Rechtliche Beurteilung
Mit diesen Ausführungen vermag der Revisionswerber keinen tauglichen Zulassungsgrund aufzuzeigen:
Gemäß § 184 Abs 1 VersVG sind die von den Sachverständigen getroffenen Feststellungen über das Maß der durch den Unfall herbeigeführten Einbuße an Erwerbsfähigkeit für die Parteien nur dann nicht verbindlich, wenn nachgewiesen wird, dass sie offenbar von der wirklichen Sachlage erheblich abweichen. "Offenbar" im Sinne der zitierten Bestimmung weicht eine Sachverständigenfeststellung von der Wirklichkeit nur dann ab, wenn sich deren Unrichtigkeit dem Sachkundigen aufdrängt. Es muss zwar der Fehler nicht schnell erkennbar sein, aber offen zutage treten, sodass er sich bei einer durch Sachkundige vorgenommenen Prüfung mit Deutlichkeit ergibt (vgl [zu dem im Wesentlichen wortgleichen § 64 Abs 1 VersVG]: SZ 54/167 = VersR 1984, 696; VR 1989, 154 = VersR 1989, 425; RIS-Justiz RS0080431).
Von einer in diesem Sinne offenbaren, erheblichen Abweichung kann im vorliegenden Fall schon deshalb keine Rede sein, weil feststeht (vom Erstgericht ausdrücklich festgestellt wurde), dass nach nunmehr 5 anfallsfreien Jahren das Restrisiko des Klägers nur mehr "äußerst gering höher als das normale statistische Risiko" eines epileptischen Anfalles ist und auch die Wahrscheinlichkeit einer "aufsteigenden Infektion der Gehirnhäute" sehr gering ist, weshalb die Annahme einer bleibenden Invalidität auf Grund dieser nicht mit Sicherheit ausschließbaren Komplikation medizinisch unvertretbar ist.

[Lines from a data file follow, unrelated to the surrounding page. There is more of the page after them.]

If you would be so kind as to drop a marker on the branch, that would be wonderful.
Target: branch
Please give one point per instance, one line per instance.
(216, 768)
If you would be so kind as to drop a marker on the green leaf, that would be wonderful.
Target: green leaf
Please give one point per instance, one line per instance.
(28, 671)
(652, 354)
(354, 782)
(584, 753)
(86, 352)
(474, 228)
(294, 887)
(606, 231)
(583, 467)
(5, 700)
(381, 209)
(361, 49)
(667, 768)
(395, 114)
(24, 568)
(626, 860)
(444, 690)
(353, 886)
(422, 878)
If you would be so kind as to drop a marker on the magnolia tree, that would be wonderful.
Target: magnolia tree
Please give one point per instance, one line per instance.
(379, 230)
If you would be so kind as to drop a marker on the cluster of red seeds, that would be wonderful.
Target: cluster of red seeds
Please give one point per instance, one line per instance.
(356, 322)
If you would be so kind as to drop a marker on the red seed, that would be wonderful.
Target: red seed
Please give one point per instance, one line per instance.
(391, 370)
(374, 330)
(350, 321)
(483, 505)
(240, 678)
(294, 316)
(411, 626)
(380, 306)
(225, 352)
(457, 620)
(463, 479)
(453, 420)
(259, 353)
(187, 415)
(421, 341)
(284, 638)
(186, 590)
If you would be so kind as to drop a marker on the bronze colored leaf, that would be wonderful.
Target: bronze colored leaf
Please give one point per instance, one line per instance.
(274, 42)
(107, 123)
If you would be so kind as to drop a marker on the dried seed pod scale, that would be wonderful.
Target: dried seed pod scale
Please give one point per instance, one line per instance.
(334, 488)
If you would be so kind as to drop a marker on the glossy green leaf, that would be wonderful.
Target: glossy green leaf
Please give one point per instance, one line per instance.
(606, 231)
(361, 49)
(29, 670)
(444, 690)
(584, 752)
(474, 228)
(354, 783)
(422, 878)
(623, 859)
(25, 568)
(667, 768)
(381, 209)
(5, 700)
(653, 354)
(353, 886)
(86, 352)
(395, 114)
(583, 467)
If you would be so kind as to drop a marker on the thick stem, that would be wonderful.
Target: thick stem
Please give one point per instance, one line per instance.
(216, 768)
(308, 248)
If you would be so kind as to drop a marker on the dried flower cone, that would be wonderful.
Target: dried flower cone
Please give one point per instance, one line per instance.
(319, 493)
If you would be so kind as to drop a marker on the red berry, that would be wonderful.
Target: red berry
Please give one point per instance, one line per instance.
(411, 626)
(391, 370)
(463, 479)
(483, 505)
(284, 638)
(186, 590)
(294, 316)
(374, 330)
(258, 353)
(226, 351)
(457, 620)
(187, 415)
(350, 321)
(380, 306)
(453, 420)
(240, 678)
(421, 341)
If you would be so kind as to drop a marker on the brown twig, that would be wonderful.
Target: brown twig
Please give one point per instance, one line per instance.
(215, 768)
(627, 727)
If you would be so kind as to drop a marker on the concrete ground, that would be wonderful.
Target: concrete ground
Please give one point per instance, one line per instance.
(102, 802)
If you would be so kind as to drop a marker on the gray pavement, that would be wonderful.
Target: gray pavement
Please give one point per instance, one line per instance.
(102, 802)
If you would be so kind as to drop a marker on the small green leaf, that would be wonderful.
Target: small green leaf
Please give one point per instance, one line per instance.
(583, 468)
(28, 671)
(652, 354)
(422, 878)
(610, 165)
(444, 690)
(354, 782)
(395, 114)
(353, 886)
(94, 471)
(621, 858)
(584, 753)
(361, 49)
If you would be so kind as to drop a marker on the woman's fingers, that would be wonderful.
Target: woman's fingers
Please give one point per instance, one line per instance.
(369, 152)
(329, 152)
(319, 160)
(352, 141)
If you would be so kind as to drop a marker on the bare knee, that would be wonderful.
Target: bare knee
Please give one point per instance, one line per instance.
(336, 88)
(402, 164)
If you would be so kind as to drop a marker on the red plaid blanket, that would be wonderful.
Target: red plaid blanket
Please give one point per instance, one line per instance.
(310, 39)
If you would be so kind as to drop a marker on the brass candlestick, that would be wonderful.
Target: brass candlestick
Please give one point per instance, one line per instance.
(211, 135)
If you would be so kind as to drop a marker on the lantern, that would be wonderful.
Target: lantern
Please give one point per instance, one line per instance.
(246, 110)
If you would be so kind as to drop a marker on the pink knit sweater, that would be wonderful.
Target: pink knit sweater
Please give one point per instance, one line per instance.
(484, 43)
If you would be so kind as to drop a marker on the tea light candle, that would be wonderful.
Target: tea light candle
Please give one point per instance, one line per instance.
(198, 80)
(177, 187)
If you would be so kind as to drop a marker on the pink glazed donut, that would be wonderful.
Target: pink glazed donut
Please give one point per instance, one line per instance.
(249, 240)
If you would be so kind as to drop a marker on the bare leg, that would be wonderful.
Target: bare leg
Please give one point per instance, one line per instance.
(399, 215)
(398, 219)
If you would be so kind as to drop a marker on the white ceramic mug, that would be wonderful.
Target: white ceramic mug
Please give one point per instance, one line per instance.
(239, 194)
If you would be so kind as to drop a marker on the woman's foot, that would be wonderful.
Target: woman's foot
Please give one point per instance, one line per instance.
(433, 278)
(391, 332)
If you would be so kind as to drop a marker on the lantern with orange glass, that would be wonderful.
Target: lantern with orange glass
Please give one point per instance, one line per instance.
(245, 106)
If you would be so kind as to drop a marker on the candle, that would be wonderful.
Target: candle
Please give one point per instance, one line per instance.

Da also Spätkomplikationen nur in einem vernachlässigbaren Umfang befürchtet werden müssen, kann keine Rede davon sein, dass die Invaliditätseinschätzung der Ärztekommission mit 15 % iSd § 184 Abs 1 VersVG von der wirklichen Sachlage erheblich abweichen würde, weil Spätkomplikationen nicht entsprechend berücksichtigt worden seien. Die Bewertung allfälliger Spätkomplikationen bei Bemessung der Invaliditätsrate ist der Tatfrage zuzuordnen. Im vorliegenden Fall fanden dabei mögliche Spätfolgen auf Grund ihrer Unwahrscheinlichkeit keine perzentuelle Berücksichtigung. Die Bekämpfung dieser Ansicht stellt aber keine erhebliche Rechtsfrage dar.